Overview¶
The Oracle Accelerated Data Science (ADS) SDK is a Python library that is included as part of the Oracle Cloud Infrastructure Data Science service. ADS offers a friendly user interface with objects and methods that describe the steps involved in the lifecycle of machine learning models, from data acquisition to model evaluation and interpretation.
You access ADS when you launch a JupyterLab
session from the Data Science service. ADS is pre-configured to access Data Science and other Oracle Cloud Infrastructure resources, such as the models in the Data Science model catalog or files in Oracle Cloud Infrastructure Object Storage.
The ADS SDK is also publicly available on PyPi, and can be installed with python3 -m pip install oracle-ads
.
Main Features¶
Connect to Data Sources
The Oracle JupyterLab environment is pre-installed with default storage options for reading from and writing to Oracle Cloud Infrastructure Object Storage. However, you can load your datasets into ADS from almost anywhere including:
Amazon S3
Blob
Elastic Search instances
Google Cloud Service
Hadoop Distributed File System
Local files
Microsoft Azure
MongoDB
NoSQL DB instances
Oracle Autonomous Data Warehouse
Oracle Cloud Infrastructure Object Storage
Oracle Database
These datasets can be numerous formats including:
Apache server log files
Excel
HDF5
JSON
Parquet
SQL
XML
arff
csv
libsvm
tsv
Perform Exploratory Data Analysis
The ADS data type discovery supports simple data types like categorical, continuous, ordinal to sophisticated data types.
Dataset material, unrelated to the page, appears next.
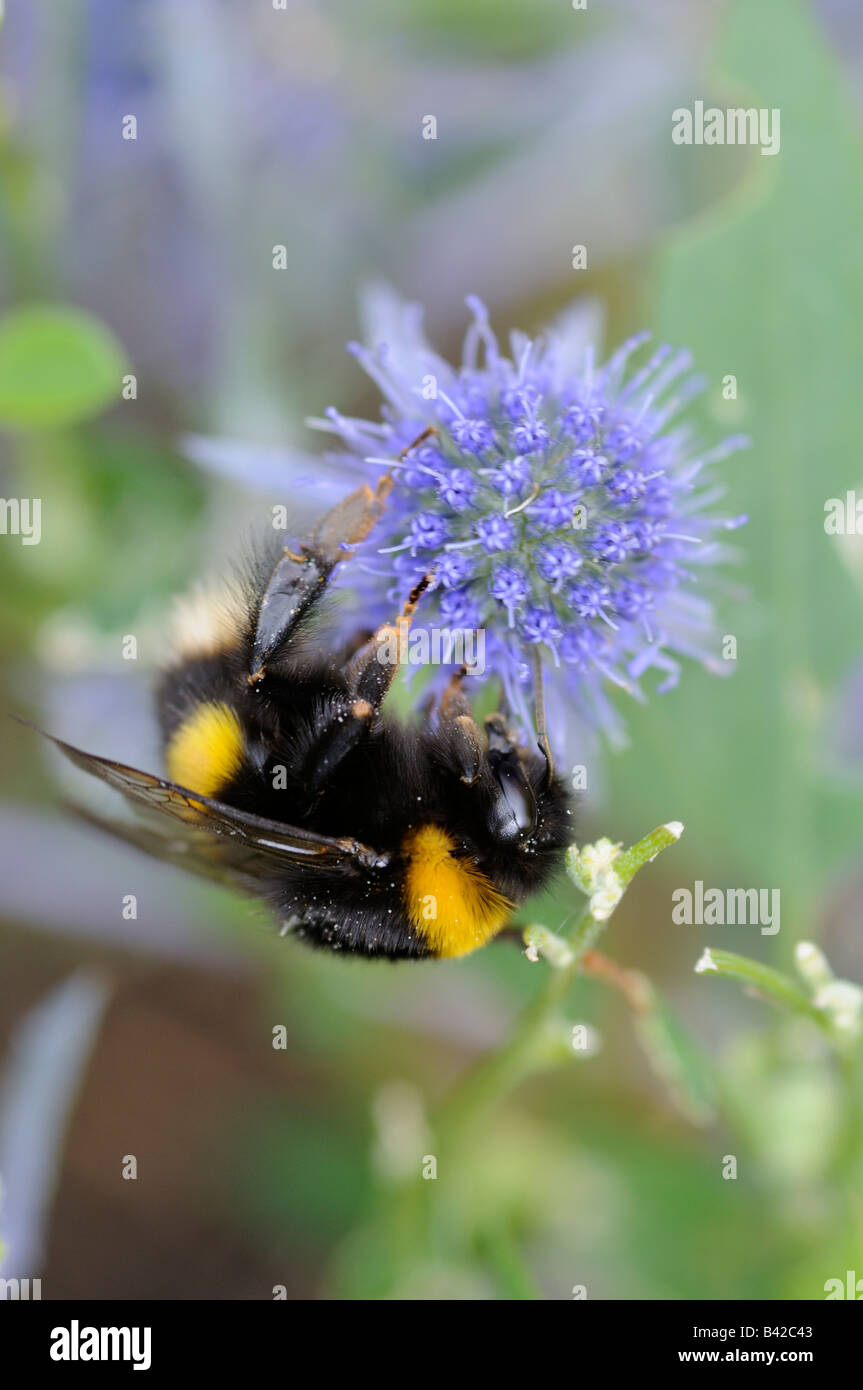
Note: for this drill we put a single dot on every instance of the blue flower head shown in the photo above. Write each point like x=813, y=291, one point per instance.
x=559, y=505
For example, geo data, date time, zip codes, and credit card numbers.
Automatic Data Visualization
The
ADSDataset
object comes with a comprehensive plotting API. It allows you to explore data visually using automatic plotting or create your own custom plots.Feature Engineering
Leverage ADS and the Pandas API to transform the content of a ADSDataset object with custom data transformations.
Data Snapshotting for Training Reproducibility
Save and load a copy of any dataset in binary optimized Parquet format. By snapshotting a dataset, a URL is returned that can be used by anyone with access to the resource to load the data exactly how it was at that point with all transforms materialized.
Model Evaluations
Model evaluation generates a comprehensive suite of evaluation metrics and suitable visualizations to measure model performance against new data, and can rank models over time to ensure optimal behavior in production. Model evaluation goes beyond raw performance to take into account expected baseline behavior. It uses a cost API so that the different impacts of false positives and false negatives can be fully incorporated.
ADS helps data scientists evaluate
ADSModel
instances through the ADSEvaluator object. This object provides a comprehensive API that covers regression, binary, and multinomial classification use cases.Interact with the Model Catalog
You can upload the models that you create with ADS into the Data Science model catalog directly from ADS. You can save all your models, with their provenance information, in the catalog and make them accessible to anybody who needs to use them. Other users can then load the models and use them as an
ADSModel
object. You can also use this feature to help put the models into production with Oracle Functions.